Some of the tips mentioned by other posters.Non-Aluminum baking powder was essentially DOUBLE ACTING and ACIDIC ,CREAM OF TARTAR is very low PH.
Buttermilk- not changed enough to matter about acid.If your grandmother clabbered milk for buttermilk or used sour milk,think whole milk.Reduced fat milk just wasn't prevelent until well into the 70's.The vinegar,likely Heinz Distilled White,lemons were too damn expensive.
SIFTING,needed then,rarely now because of climate/moisture control is nearly universal,from mill to table.
I have several old books,circa 1890-1939 ,to include many from Calumet,the baking powder people.Non-Aluminum baking powder or mixing cream of tartar+bicarb does matter for most of these baking recipes.
SIZE OF PAN ?? under filling a loaf pan is just fine.If the difference is less than 20% just reduce baking time,not temperature.
HOME MIX BAKING POWDER to equal 1 tsp of MODERN .....
1/4 tsp baking soda + 1/2 tsp cream of tartar...use right away if mixed,DOES NOT KEEP.Best to use 2 containers in your mise,add LAST MINUTE OF DRY,FIRST TIP OF LIQUIDS....there is your reduction right away
I almost never "measure" with cup.I am 99.9% a tare weight scale user for wet and dry.
that said...1 cup pastry flour = 4oz , an accepted universal that works for me using both WHITE LILY & KING ARTHUR
PS an old Calumet recipe for waffles is my go-to for sweet or adapted to savory.The baking powder matters,lighter,crisper with zero chemical odor of taste
The recipe temp was 350* and that's what the oven was baking. I've made the recipes using conventional and convection, and conventional works better.

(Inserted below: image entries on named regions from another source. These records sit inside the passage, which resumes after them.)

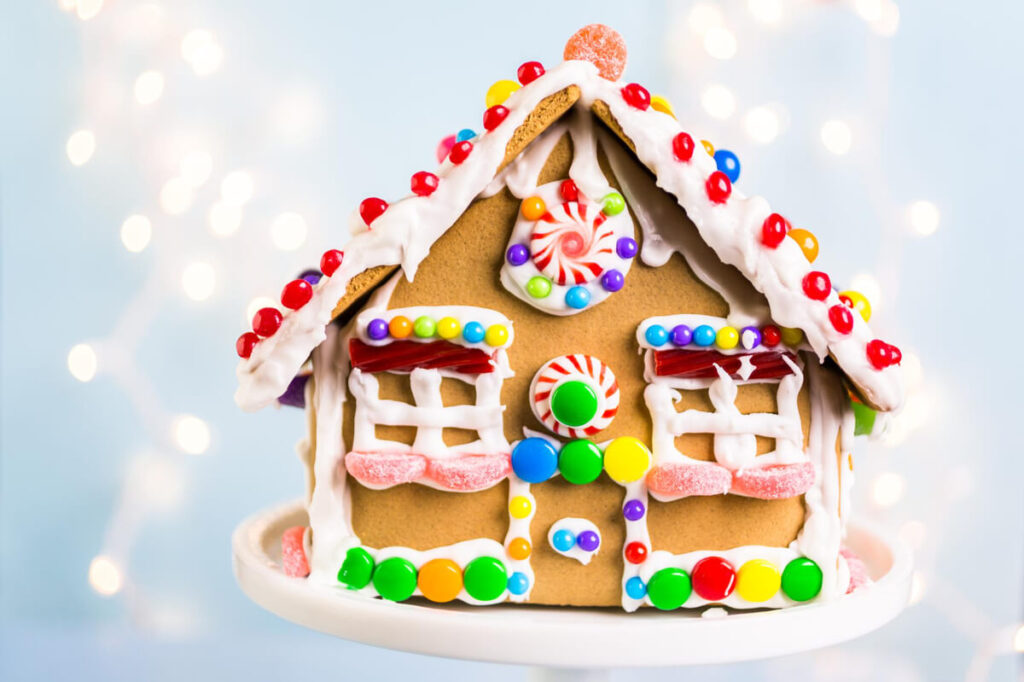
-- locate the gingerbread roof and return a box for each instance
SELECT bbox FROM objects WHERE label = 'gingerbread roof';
[236,38,903,411]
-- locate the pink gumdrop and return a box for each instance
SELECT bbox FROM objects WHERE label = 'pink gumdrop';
[345,453,427,488]
[281,525,309,578]
[731,462,814,500]
[427,455,512,493]
[436,135,456,164]
[839,547,871,594]
[647,462,732,498]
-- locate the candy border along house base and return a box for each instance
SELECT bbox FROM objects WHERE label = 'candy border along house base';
[237,27,902,611]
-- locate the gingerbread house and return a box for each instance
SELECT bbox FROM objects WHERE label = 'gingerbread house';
[237,26,902,610]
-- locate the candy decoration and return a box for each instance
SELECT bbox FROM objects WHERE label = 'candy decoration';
[338,547,374,590]
[786,228,818,263]
[647,568,692,611]
[705,171,732,204]
[562,24,626,81]
[512,436,558,483]
[463,556,508,601]
[714,150,739,182]
[802,270,831,301]
[782,557,822,601]
[416,559,462,604]
[362,197,387,225]
[516,61,544,85]
[253,308,284,337]
[409,171,438,197]
[234,332,259,359]
[373,556,416,601]
[736,559,782,603]
[690,556,736,601]
[321,249,345,276]
[557,438,604,485]
[483,104,509,132]
[604,436,651,484]
[484,80,520,108]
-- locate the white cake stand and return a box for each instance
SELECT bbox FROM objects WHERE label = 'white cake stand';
[232,503,911,667]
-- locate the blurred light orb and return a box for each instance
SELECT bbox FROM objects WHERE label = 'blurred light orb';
[821,119,853,156]
[220,171,254,206]
[270,212,309,251]
[181,262,217,301]
[65,130,96,166]
[174,415,210,455]
[743,106,781,144]
[135,70,164,105]
[871,471,906,507]
[703,26,736,59]
[121,215,153,253]
[906,200,942,237]
[700,85,736,119]
[207,202,242,237]
[68,343,98,383]
[89,554,124,597]
[178,150,213,187]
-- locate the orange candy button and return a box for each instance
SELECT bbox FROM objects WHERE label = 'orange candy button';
[416,559,462,603]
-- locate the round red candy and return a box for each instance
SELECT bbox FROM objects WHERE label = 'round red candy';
[706,171,732,204]
[761,213,790,249]
[359,197,387,225]
[321,249,345,276]
[516,61,544,85]
[803,270,831,301]
[690,556,736,601]
[409,171,438,197]
[234,332,259,359]
[253,308,284,337]
[281,280,313,310]
[625,542,647,563]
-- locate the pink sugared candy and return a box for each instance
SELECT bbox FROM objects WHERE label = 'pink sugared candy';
[281,525,309,578]
[647,461,732,498]
[732,462,814,500]
[562,24,626,81]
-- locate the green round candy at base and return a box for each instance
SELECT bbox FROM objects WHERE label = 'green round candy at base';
[462,556,508,601]
[558,439,604,485]
[338,547,374,590]
[374,556,416,601]
[647,568,693,611]
[551,380,597,426]
[526,274,551,298]
[782,557,821,601]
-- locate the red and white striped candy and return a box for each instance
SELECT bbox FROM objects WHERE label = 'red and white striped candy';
[529,202,615,285]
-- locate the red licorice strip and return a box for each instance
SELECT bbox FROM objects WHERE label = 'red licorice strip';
[654,348,797,379]
[348,339,495,374]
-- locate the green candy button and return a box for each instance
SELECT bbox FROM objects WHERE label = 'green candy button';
[558,439,604,485]
[374,556,416,601]
[647,568,693,611]
[551,381,597,426]
[338,547,374,590]
[782,557,821,601]
[462,556,508,601]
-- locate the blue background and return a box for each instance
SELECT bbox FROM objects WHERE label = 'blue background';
[0,0,1024,680]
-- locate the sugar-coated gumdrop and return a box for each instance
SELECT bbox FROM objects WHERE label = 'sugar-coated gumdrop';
[281,525,309,578]
[562,24,626,81]
[732,462,814,500]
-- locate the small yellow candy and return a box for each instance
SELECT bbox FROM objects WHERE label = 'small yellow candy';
[437,317,462,339]
[839,290,871,322]
[736,559,782,603]
[650,95,676,118]
[509,495,534,518]
[485,81,520,109]
[715,327,739,349]
[483,325,509,348]
[604,436,650,483]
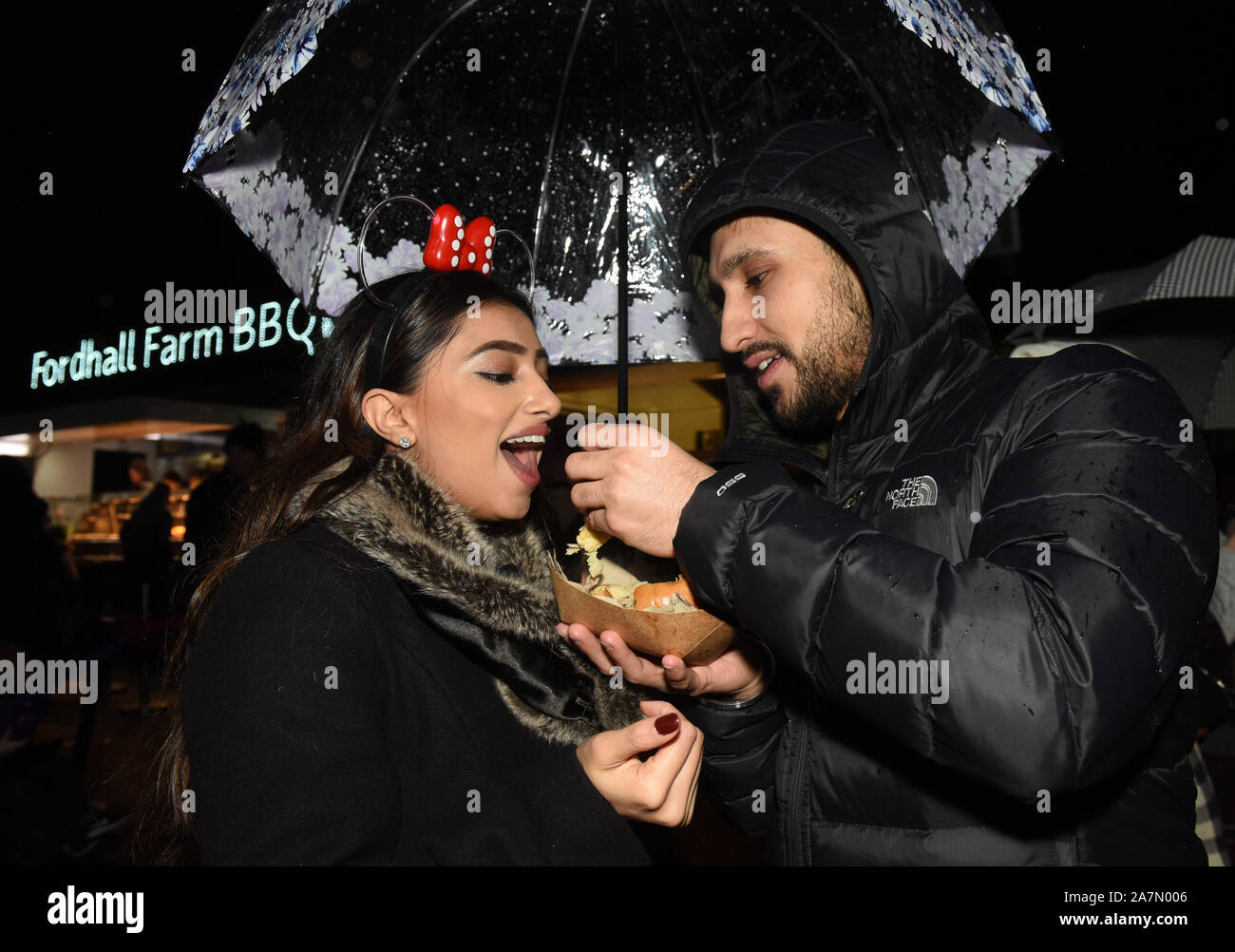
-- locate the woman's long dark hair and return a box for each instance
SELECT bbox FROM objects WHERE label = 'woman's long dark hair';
[133,272,535,865]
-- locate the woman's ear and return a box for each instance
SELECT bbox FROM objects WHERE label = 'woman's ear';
[361,388,416,446]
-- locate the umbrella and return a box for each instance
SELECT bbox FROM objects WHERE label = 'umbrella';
[1007,235,1235,429]
[185,0,1050,409]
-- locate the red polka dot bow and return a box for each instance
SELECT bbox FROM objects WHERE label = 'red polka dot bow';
[424,205,498,275]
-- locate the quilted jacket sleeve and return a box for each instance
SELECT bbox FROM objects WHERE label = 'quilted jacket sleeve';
[674,348,1218,798]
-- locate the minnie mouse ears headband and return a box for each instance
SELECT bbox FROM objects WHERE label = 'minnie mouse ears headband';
[358,195,536,390]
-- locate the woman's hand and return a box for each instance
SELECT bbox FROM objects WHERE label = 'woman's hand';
[576,701,703,826]
[557,622,770,701]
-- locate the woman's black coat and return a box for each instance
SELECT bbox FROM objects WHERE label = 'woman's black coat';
[181,456,649,865]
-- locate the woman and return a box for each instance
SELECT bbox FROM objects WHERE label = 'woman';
[148,272,703,865]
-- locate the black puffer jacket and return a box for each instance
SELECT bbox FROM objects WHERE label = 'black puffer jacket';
[674,123,1217,865]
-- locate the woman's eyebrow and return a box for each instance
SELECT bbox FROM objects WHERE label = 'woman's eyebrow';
[465,341,548,360]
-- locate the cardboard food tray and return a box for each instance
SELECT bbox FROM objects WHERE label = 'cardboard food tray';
[550,558,737,664]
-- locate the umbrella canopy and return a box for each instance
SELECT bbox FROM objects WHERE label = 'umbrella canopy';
[185,0,1050,363]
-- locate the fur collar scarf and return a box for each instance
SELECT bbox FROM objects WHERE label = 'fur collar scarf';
[293,452,643,745]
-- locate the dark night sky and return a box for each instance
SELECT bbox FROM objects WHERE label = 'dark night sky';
[3,0,1235,409]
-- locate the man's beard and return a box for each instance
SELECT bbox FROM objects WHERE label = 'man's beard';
[766,276,871,444]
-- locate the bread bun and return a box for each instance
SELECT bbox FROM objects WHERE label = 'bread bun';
[635,576,699,611]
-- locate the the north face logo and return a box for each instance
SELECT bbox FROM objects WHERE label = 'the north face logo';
[884,477,939,508]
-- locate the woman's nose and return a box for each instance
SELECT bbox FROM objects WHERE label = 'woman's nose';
[525,374,562,420]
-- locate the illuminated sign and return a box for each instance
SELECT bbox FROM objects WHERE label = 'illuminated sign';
[29,297,334,390]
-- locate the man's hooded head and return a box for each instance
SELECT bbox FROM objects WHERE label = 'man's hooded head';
[680,121,991,456]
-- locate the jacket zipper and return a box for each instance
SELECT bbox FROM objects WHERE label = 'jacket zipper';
[789,434,840,866]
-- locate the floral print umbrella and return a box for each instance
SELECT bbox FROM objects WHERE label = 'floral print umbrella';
[185,0,1050,364]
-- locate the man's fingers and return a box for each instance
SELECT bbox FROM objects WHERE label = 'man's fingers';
[661,655,700,693]
[599,631,656,688]
[565,449,612,483]
[571,481,605,512]
[559,622,612,675]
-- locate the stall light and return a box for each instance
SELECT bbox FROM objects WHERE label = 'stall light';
[0,433,29,456]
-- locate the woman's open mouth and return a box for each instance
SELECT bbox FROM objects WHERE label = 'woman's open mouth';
[501,436,544,489]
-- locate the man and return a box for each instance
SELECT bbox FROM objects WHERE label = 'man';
[560,123,1215,865]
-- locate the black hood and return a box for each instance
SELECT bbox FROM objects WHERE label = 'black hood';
[679,121,993,457]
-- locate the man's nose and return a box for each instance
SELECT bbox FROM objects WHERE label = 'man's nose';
[720,294,760,353]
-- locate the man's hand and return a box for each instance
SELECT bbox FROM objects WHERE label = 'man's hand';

The recipe I was using today called for baking soda + buttermilk or sour milk. I used milk soured with some mild apple cider vinegar this time, tho' I've used buttermilk in the past. It was a fairly new box of baking soda. The original recipe called for 1 tsp. of baking soda to 2 cups of flour and 2 cups of brown sugar. I believe current baking indicateds something like 1/4 tsp per cup of flour, so I reduced the baking soda to 1/2 tsp. I've got 2 thoughts on this...one that there is too much sugar to flour which may be affecting the structure, and two, that even tho' I've not noticed a difference in the final product with either buttermilk or soured milk, perhaps the vinegar in the milk is causing too vigorous a reaction with the baking soda.
I'd be interested in knowing what your ratios indicate.